Achieving your ideal racing weight can improve your cycling times. For every extra pound of body weight, you put out two watts of energy to get up a hill. If you can drop 10 pounds of fat, you can climb hills 7 to 10 percent faster -- gaining 15 to 20 seconds per mile for every pound lost. Your ideal weight can be tricky to determine, however. You don't want to lose valuable muscle that contributes to your ability to create power. Find a weight that allows you to feel strong when cycling but light enough to excel.
Height and Frame
If you ride regularly and compete casually, you can figure your ideal weight based on your height. Men should aim for 106 pounds for the first 5 feet of height and add an additional 6 pounds for each inch thereafter. If you are 6 feet tall, for example, you should weigh about 172 pounds. Women should compute ideal weight by using 100 pounds for the first 5 feet and then 5 pounds for every additional inch. A woman who is 6 feet tall should thus weigh about 160 pounds. If you have a small frame, aim for a weight about 10 percent lower than this computation, and if you have a large frame, aim for about 10 percent more.

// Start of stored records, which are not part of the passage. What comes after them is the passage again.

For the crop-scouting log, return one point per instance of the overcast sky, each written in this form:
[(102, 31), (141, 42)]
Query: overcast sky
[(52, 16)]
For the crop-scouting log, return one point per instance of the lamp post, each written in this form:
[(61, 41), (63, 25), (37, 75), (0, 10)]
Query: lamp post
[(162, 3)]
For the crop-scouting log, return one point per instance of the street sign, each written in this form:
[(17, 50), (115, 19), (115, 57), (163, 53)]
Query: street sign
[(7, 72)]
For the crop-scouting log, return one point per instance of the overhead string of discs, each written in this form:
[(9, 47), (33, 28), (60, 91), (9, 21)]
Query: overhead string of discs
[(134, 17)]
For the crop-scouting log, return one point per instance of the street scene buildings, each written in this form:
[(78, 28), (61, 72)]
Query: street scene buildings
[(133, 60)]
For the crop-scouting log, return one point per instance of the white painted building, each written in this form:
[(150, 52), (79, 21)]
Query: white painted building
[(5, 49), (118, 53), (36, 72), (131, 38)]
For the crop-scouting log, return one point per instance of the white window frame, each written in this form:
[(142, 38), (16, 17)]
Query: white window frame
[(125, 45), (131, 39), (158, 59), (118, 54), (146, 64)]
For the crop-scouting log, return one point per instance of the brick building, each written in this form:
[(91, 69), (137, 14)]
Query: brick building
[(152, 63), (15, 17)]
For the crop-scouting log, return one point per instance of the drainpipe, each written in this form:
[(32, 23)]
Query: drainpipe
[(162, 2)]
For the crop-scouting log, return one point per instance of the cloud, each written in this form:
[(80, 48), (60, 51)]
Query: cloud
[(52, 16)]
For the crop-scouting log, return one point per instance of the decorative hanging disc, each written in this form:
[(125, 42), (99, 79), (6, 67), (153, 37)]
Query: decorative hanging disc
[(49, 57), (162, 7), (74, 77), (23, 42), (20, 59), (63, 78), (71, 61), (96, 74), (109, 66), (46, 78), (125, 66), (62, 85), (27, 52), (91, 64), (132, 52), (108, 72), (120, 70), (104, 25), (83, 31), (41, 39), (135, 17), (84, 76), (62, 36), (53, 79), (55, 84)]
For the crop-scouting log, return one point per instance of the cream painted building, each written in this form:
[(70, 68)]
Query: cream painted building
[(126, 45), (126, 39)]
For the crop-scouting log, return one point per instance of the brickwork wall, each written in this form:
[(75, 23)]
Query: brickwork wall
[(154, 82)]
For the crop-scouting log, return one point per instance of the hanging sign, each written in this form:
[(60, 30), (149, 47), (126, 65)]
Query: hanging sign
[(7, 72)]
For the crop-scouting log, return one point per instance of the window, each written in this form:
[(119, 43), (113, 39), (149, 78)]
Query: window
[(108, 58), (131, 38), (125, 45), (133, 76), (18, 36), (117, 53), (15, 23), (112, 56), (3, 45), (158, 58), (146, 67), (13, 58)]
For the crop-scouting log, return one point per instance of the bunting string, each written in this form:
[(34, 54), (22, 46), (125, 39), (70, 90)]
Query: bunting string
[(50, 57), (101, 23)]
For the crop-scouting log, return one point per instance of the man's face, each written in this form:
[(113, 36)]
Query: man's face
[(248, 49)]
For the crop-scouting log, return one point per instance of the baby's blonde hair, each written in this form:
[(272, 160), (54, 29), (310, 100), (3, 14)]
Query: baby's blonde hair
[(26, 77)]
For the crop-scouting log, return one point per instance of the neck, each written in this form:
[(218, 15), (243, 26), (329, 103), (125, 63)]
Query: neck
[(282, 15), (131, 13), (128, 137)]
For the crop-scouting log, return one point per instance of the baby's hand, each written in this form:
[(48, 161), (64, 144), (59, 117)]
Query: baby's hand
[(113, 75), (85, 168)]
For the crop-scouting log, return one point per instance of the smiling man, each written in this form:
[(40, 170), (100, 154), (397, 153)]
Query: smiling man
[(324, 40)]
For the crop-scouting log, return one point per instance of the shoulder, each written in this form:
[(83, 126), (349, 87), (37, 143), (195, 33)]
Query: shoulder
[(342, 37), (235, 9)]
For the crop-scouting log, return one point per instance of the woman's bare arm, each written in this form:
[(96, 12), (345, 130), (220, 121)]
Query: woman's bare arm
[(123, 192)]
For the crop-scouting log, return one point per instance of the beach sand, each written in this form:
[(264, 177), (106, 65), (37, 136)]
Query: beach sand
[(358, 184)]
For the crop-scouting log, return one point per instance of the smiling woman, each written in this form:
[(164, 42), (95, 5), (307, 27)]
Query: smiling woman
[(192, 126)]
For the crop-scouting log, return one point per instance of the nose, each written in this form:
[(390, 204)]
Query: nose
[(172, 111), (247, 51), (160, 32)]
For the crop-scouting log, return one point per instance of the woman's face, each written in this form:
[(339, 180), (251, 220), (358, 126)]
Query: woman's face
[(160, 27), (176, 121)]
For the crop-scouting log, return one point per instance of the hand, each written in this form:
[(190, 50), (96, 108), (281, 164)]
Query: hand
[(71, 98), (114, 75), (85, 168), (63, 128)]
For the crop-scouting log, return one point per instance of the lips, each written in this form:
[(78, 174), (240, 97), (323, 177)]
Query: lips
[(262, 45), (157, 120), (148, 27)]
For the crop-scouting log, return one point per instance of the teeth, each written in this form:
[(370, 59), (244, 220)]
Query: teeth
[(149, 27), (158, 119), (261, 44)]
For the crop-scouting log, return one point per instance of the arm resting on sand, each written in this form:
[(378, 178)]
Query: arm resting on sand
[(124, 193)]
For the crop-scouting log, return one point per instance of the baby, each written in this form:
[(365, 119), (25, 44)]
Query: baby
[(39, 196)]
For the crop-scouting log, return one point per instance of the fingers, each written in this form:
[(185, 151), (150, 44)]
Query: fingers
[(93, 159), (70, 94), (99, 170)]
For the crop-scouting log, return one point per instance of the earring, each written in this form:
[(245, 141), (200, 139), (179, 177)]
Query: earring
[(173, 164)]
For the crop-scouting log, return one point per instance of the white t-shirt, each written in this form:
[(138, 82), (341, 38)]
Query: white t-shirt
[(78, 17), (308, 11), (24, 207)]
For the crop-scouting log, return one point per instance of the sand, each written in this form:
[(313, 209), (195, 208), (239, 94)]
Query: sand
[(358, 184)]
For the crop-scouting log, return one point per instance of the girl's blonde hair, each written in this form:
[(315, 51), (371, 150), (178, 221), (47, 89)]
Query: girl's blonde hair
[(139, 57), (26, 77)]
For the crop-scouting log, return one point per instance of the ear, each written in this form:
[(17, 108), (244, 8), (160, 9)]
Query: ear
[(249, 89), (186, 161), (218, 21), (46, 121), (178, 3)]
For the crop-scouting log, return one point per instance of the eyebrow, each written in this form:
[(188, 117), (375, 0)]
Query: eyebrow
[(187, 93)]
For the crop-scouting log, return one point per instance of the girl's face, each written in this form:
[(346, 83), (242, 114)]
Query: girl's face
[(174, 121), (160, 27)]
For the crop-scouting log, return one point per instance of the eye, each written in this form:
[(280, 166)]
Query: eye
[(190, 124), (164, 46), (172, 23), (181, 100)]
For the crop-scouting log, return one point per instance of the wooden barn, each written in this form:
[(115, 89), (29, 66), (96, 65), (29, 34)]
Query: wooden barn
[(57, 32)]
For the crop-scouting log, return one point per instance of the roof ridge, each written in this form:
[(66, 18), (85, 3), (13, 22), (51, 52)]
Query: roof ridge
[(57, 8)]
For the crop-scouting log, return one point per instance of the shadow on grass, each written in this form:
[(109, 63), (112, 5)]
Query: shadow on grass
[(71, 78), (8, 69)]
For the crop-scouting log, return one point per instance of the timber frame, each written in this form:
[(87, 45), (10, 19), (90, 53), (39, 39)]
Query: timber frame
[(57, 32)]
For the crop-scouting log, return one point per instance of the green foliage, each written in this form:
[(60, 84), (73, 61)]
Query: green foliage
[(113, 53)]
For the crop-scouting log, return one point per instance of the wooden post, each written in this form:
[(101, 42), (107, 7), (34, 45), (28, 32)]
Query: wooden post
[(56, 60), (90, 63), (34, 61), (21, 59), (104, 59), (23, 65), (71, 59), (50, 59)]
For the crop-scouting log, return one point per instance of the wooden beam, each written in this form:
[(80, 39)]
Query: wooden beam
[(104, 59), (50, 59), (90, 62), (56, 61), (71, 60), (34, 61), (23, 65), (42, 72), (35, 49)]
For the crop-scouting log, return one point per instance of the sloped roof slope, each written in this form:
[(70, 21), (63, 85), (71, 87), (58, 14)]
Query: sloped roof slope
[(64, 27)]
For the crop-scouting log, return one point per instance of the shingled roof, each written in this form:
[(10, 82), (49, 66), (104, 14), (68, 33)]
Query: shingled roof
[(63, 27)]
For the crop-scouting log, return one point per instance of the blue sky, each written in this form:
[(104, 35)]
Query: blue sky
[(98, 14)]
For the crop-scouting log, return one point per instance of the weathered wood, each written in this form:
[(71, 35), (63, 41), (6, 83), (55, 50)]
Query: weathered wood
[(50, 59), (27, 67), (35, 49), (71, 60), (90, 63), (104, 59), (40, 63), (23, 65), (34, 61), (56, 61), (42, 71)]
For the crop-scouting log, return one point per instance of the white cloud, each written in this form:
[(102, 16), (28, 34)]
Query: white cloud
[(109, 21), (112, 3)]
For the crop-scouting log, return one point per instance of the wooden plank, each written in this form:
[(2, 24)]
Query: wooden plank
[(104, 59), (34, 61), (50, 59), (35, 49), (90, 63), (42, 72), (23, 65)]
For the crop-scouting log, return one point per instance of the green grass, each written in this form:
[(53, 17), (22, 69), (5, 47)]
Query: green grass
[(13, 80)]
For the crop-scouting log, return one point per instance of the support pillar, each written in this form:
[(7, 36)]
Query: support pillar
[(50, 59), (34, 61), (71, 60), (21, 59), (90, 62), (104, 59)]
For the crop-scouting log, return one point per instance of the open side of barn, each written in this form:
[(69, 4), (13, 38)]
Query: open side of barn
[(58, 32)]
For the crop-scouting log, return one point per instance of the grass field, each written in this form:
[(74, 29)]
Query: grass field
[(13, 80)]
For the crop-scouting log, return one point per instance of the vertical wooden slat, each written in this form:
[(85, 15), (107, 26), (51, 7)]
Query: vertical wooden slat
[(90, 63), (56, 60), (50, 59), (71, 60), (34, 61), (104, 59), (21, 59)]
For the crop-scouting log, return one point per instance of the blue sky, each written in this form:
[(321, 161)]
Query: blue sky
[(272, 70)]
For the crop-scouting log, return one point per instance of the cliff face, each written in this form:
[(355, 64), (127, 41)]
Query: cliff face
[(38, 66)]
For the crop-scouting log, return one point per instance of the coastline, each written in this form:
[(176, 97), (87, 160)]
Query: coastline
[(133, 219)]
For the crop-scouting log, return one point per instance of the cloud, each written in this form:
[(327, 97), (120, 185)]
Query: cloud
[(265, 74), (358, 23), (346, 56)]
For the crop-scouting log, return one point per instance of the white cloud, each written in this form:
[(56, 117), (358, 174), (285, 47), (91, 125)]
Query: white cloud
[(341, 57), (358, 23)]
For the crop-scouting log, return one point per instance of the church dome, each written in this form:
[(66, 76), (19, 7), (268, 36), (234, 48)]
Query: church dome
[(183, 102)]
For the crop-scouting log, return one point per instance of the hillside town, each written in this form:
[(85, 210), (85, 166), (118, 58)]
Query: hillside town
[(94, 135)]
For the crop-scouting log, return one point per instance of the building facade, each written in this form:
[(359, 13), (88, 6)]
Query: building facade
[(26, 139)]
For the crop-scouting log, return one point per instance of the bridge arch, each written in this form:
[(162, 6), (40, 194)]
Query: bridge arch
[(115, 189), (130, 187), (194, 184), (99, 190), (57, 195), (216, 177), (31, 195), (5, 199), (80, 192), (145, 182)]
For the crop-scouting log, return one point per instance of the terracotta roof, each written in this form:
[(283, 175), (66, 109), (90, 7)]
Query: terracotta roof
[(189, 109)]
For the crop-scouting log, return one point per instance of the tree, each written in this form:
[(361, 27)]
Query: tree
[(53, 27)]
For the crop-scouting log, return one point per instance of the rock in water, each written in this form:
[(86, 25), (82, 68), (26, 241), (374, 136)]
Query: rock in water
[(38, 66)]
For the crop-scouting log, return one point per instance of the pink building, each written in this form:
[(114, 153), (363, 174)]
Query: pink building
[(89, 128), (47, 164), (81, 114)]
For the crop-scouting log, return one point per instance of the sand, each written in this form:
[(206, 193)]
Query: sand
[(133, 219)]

Body composition refers to the ratio of fat mass to lean muscle mass. The number on the scale can't tell you this ratio. As a cyclist, especially if you are competitive and want to gain more power, you want more of your body weight to consist of lean muscle mass. Healthy body-fat percentages are 10 to 25 percent for men and 18 to 30 percent for women. Athletes, especially cyclists, should aim for the lowest numbers in this range, and elite athletes may fall even lower. Men and women do need some body fat - usually at least 5 percent for men and 13 percent for women - to support basic functions and immunity. When you focus on losing weight to get to an ideal weight, use a healthy, portion-controlled diet and weight training to help you lose body fat, not muscle.
For racers who train more than 10 hours per week and desire to compete with the most elite cyclists, you may aim for a very low body weight for competition. This weight is often not healthy to maintain for the long term and could leave you vulnerable to illness as it compromises your immune system. Do not try to achieve an extremely low weight unless under the guidance of a coach and health-care specialist. The best performing male riders usually weigh between 2.1 and 2.4 pounds per inch of height, while women usually carry 1.9 to 2.2 pounds per inch, according to Joe Friel, renowned cycling coach and author. The best climbers may weigh slightly less. If you have a particularly muscular frame, these numbers may be too low and you will trade weight for valuable power, because achieving a low weight will require your body to burn off muscle mass.
Achieving Your Weight
Proper dieting and exercise strategies can help you achieve your ideal racing weight with minimal impact on your performance. Losing weight requires a reduction in calories below what you burn daily. With this reduction, you risk interfering with training as you lose energy. Focus on nutrient-dense foods such as lean proteins and healthy carbohydrates to fill up your calorie needs for the day. Spread your calories out over several small meals so you minimize hunger. Make sure to eat around the time of your workouts - especially afterward -- to optimize your energy levels and maximize recovery. Do not skimp on carbohydrates, your body's primary source of fuel, but make good choices such as fruits, vegetables and whole grains. In addition to your cycling-specific workouts, hit the gym to weight train, which encourages the maintenance and growth of lean muscle mass.